The Popular Front served to politically behead the Spanish revolution, in a situation where virtually the whole of the Spanish capitalist class supported fascism and was intent on smashing the workers’ movement. At the same time the Stalinists were advocating the Popular Front in Spain, they were liquidating the entire leadership of Lenin’s Bolshevik Party in the Soviet Union, during the infamous Moscow Trials and political purges of 1937 and 1938. Stalin’s aim was to convince the imperialist powers that he was not in the business of “exporting revolution,” by slaughtering its most able advocates. Leon Trotsky, co-leader of the Russian Revolution and leader of the Marxist opposition to Stalinism was himself finally assassinated in Coayacan, Mexico in 1940. It was from the Spanish Communist Party that his assassin, Ramon Mercader, was recruited.
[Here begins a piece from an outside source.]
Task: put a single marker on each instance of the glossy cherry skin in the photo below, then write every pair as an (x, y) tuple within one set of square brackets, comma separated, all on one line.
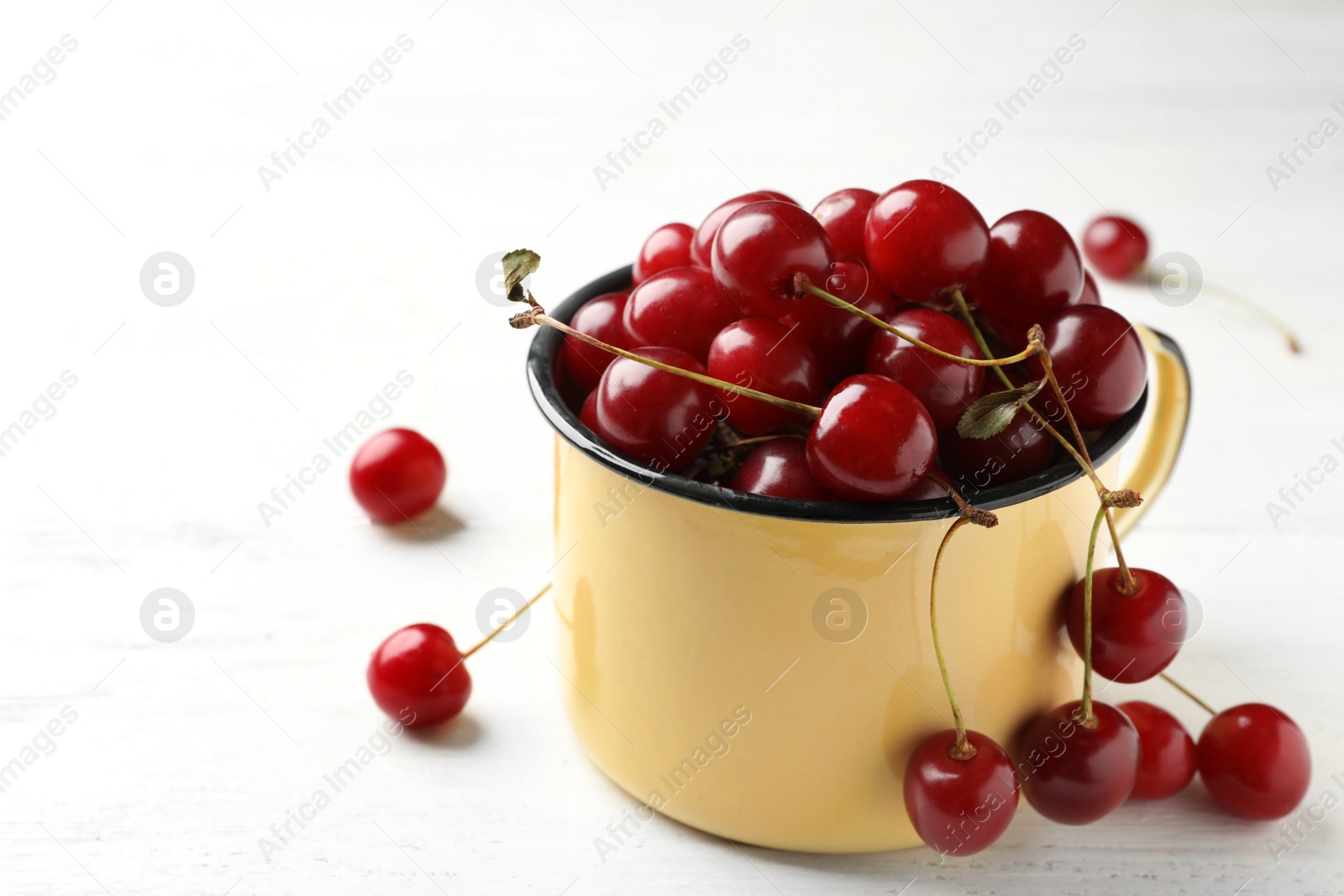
[(417, 676), (779, 468), (1135, 636), (1116, 246), (873, 443), (924, 238), (765, 355), (1021, 449), (396, 474), (944, 387), (1099, 362), (1074, 774), (660, 418), (1167, 758), (680, 308), (1034, 269), (960, 806), (759, 251), (843, 214), (1090, 295), (1254, 759), (667, 248), (709, 228), (839, 338), (601, 318)]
Trotsky constantly warned the Spanish working class leaders of the counterrevolutionary nature of the Kremlin bureaucracy and its policies. In his article “The lessons of Spain: the last warning”, written on December 17, 1937, he wrote: “The theoreticians of the Popular Front do not essentially go beyond the first rule of arithmetic, that is, addition: ‘Communists’ plus Socialists plus Anarchists plus liberals add up to a total which is greater than their respective isolated numbers. Such is all their wisdom. However, arithmetic alone does not suffice here. One needs as well at least mechanics. The law of the parallelogram of forces applies to politics as well. In such a parallelogram, we know that the resultant is shorter, the more the component forces diverge from each other. When political allies tend to pull in opposite directions, the resultant may prove equal to zero... The modern history of bourgeois society is filled with all sorts of Popular Fronts, i.e. the most diverse political combinations for the deception of the toilers... There can be no greater crime than coalition with the bourgeoisie in a period of socialist revolution.”
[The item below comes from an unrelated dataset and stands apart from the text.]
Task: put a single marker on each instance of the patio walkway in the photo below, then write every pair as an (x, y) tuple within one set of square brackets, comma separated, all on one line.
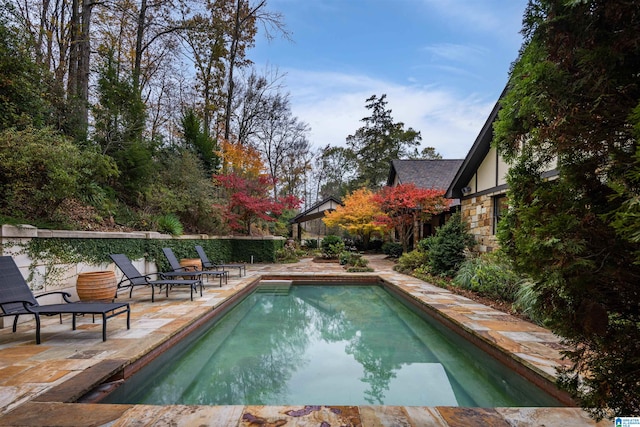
[(39, 383)]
The larger leftwing groups, such as the POUM, ignored Trotsky and the smaller groups of revolutionists who did heed his warnings were not able to construct a revolutionary party in time. The international working class thus lost an opportunity to deliver a body blow to the forces of reaction that could have changed the course of world history. Instead, Spain became the antechamber to the bloody slaughter of the Second World War, while the Spanish workers and peasants were to suffer forty years of Franco’s junta.
* * *The historical consultant for the exhibition was professor Paul Preston, from the London School of Economics, who specialises in contemporary Spain, the history of the European left and fascism. His books include: Franco: A Biography (Harper Collins, 1993) and Comrades: Portraits from the Spanish Civil War (Harper Collins, 1999).